Are you noticing sudden changes in your body – both mental and physical wise during your pregnancy? Are you moody often? Do you have sudden weight gain or loss? Then, it may be the Thyroid! Thyroid during pregnancy is among the most common condition for most women. The two thyroid diseases – hypo and Hyperthyroidism are quite widespread and easy to treat and regulate.
If you are suffering from thyroid hormone during pregnancy, want to know all about how it works, how to take care, dialogize, prevent and treat the hormone, and keep reading!
What Is Thyroid, And How Does The Thyroid Hormone Affect Pregnancy?
Popularly known as thyroid hormone disorder, the diseases here include Hypothyroidism and Hyperthyroidism. They are quite common and regularly found in pregnant women. The Thyroid is an organ that regulates one’s metabolism, nervous system, and heart and is located on the neck.
While studies say that around five or more per cent of women commonly acquire thyroid disease during pregnancy (1), the right and controlled or balanced hormone is required for a healthy mother and fetus. Given that the baby relies on the perfect hormones for brain and nervous development, the fetus’s thyroid gland may be affected by the mother’s abnormal thyroid levels.
But why do pregnant mothers often see a rise in their thyroid levels?

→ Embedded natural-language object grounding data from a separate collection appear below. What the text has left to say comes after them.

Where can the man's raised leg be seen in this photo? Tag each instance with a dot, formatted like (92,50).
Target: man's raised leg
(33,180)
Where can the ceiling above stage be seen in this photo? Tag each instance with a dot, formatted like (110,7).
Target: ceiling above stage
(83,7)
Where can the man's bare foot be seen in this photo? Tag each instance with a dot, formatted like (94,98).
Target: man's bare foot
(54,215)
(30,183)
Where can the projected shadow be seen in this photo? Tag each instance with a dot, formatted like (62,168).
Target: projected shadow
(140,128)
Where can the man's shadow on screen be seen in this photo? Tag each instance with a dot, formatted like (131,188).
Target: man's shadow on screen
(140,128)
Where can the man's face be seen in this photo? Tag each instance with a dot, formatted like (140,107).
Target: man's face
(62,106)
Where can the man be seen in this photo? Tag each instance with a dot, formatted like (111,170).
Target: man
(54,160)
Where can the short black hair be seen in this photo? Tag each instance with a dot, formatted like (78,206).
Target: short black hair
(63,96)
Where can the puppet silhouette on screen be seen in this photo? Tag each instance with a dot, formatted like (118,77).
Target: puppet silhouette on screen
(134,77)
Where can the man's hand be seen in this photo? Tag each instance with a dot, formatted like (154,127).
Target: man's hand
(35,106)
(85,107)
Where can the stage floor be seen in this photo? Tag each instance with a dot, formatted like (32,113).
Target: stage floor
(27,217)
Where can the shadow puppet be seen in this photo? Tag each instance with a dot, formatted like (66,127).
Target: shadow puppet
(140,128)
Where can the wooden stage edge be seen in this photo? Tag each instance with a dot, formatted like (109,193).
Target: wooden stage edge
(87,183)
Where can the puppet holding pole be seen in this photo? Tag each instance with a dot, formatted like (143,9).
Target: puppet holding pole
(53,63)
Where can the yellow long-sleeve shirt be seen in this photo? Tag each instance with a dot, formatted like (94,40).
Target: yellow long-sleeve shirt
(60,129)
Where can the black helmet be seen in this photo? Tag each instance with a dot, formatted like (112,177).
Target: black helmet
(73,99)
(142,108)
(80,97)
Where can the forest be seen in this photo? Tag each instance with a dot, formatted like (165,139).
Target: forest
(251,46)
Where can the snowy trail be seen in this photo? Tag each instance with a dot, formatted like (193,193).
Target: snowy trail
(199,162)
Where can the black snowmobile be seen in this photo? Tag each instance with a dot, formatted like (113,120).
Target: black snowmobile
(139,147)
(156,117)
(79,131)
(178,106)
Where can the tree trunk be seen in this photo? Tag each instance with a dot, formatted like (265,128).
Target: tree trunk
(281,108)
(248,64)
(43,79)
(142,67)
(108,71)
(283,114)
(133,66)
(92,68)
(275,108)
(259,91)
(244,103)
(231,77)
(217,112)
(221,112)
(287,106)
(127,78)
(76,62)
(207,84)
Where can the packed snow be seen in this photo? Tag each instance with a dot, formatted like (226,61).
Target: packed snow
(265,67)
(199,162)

The two pregnancy hormones, estrogen, and human chorionic gonadotropin (hCG), often contribute to abnormal levels. It is suggested that one regularly conduct the tests to determine if the condition exists for the mother-to-be. Left untreated, several difficulties may occur, such as placental abruption, miscarriage, growth restriction, and more (2).
Let us know all about the types of Thyroid in a pregnant woman that may occur and how to manage them.
What Are The Main Types Of Thyroid Conditions In Pregnancy?
As mentioned earlier, there are two types of main pregnancy time thyroid conditions. Here are two types of thyroid disorders, commonly known (3).
In Hypothyroidism, also known as underactive Thyroid, the adult’s thyroid hormone is deficient. It is also known as Hashimoto’s disease or autoimmune disorder, which may cause inflammation of the thyroid gland. Here, the thyroid gland is not producing enough hormones required. It is often affected mostly by women who are already diagnosed with the disease in the past or even for those who have a family history of experiencing the condition.
Hyperthyroidism is having an overactive thyroid gland. Here, the gland is producing more Thyroid than required for the body and metabolism. Henceforth, this condition speeds up the metabolism of the body. It is also called Grave’s disease in expecting mothers-to-be, or during pregnancy.
Let us now know all about Thyroid for pregnant ladies, how to diagnose them, causes, and treatment.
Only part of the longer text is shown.